La France a exprimé son chagrin. Pour Jean d’Ormesson, dans la cour des Invalides, c’était l’hommage des corps constitués, du Président de la République aux « Immortels » de l’Académie française, pour cet écrivain enchanteur devenu leur doyen après avoir été leur cadet… Répondant à son vœu, Emmanuel Macron a posé sur son cercueil un crayon, « le crayon des enchantements ».
Pour Johnny Hallyday, ce chanteur à la voix puissante, après un impeccable défilé de motos sur les Champs-Elysées, la messe solennelle d’un Requiem rempli d’espérance, en l’église de la Madeleine. Devant près d’un million de « fans » jusque sur la Place de la Concorde, et plusieurs millions de téléspectateurs stupéfaits et bouleversés.

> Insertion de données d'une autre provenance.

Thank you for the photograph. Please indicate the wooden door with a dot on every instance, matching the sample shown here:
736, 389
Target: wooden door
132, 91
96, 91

Après un éloge funèbre du Président de la République sur le parvis de l’église, cette messe a été dite devant le Tout-Paris du monde du spectacle et les représentants de l’Etat. Dans un silence absolu, observé jusque dans les rues par la foule immense des fans et des amis de Johnny. Pour celui qui était « une force qui va », comme l’a dit Emmanuel Macron citant Victor Hugo. Mais aussi pour un croyant.
Devant son épouse Laeticia qui, très digne, portait sur elle la croix de son mari, devant sa famille, on a salué l’esprit d’enfance de Johnny Hallyday. Un homme bienveillant doté de « la faculté de pardon », dont le maître-mot était « amour ». Un homme qui, mourant, a levé les yeux au ciel. Le jour de l’adieu de ses amis, au-dessus de la capitale d’une France qui se souvenait de son baptême, le ciel était d’un azur serein et doux.